NEW YORK (Reuters Health), Jul 10 - Age-related white-matter changes can be significant predictors of poor poststroke survival, according to findings published in the July issue of the Journal of Neurology, Neurosurgery, and Psychiatry.
"Age-related white-matter changes (are associated) with functional decline, leading to loss of independence mainly due to decline in cognitive and motor functioning," Dr. Niku K. J. Oksala, of the University of Tampere, Finland, and colleagues write. White-matter changes are associated with the risk of recurrent stroke, they note. There are currently no data on the long-term predictive value of white-matter changes in stroke patients.
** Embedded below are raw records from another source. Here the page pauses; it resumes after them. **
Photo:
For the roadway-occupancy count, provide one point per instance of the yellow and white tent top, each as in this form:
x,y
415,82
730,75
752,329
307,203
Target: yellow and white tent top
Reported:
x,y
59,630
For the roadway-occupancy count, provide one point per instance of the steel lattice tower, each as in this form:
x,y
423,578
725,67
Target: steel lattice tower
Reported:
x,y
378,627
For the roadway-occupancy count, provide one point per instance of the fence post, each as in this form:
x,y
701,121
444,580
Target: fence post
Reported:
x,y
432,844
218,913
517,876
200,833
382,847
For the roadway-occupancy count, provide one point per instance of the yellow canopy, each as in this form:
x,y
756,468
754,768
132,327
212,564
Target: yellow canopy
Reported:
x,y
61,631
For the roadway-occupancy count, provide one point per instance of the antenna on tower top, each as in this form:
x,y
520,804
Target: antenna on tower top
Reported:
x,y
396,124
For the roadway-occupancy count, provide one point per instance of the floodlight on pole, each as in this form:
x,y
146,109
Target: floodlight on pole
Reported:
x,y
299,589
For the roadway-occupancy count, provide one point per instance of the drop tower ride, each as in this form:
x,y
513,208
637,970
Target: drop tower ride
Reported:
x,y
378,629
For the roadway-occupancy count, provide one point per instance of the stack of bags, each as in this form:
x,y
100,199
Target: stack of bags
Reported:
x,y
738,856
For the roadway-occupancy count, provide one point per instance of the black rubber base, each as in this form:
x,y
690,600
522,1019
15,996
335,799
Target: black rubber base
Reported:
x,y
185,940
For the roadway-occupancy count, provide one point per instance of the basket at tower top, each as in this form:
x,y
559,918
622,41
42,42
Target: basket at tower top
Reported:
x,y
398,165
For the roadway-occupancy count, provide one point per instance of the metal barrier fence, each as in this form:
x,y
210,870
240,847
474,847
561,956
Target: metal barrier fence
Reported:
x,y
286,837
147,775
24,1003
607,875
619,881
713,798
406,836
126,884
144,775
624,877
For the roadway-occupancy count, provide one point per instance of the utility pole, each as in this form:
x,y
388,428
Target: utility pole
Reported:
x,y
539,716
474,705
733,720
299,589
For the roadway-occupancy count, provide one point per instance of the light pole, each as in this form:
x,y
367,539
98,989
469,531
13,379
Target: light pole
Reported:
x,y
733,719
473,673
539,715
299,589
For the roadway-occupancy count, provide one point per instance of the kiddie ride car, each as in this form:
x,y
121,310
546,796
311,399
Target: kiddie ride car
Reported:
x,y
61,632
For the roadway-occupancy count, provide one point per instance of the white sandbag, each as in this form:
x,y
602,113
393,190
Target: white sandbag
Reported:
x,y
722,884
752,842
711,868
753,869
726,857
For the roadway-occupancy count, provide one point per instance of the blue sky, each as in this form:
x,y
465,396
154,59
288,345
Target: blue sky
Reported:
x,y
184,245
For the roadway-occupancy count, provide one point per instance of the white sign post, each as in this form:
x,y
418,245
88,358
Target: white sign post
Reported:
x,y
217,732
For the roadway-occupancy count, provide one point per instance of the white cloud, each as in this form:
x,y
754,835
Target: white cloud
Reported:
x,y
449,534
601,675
The researchers examined whether severe age-related white-matter changes are associated with shorter long-term survival and neurological causes of death. A total of 396 consecutive stroke patients from the Helsinki Stroke Aging Memory cohort who underwent MRI were included in the study. The patients were followed for up to 12 years (mean, 7.5 years).
Overall, 28% of subjects had mild, 18% had moderate, and 54% had severe age-related white-matter changes. The results of Kaplan-Meier analysis demonstrated that poor survival was predicted by severe age-related white-matter changes, cardiac failure, atrial fibrillation (p < 0.0001 for all), other arrhythmias (p = 0.003), peripheral arterial disease (p = 0.004), and poor modified Rankin score (p < 0.0001).
In multivariate Cox regression analysis, independent associations were found between severe age-related white matter, advanced age, cardiac failure, atrial fibrillation, peripheral arterial disease, smoking, diabetes, poor modified Rankin score, and poor long-term survival. Severe age-related white-matter changes were associated with brain-related causes of death (p = 0.001), especially due to infarction (p < 0.0001).
"Following on from these findings, in multivariate Cox regression analysis using brain-associated causes of death as the end point, severe age-related white-matter changes remained as a predictor of poor survival (HR 1.80; p = 0.019)," Oksala and colleagues comment.
Additional predictors were advanced age, atrial fibrillation, peripheral arterial disease, and poor Rankin score.
J Neurol Neurosurg Psychiatry 2009;80:762-766.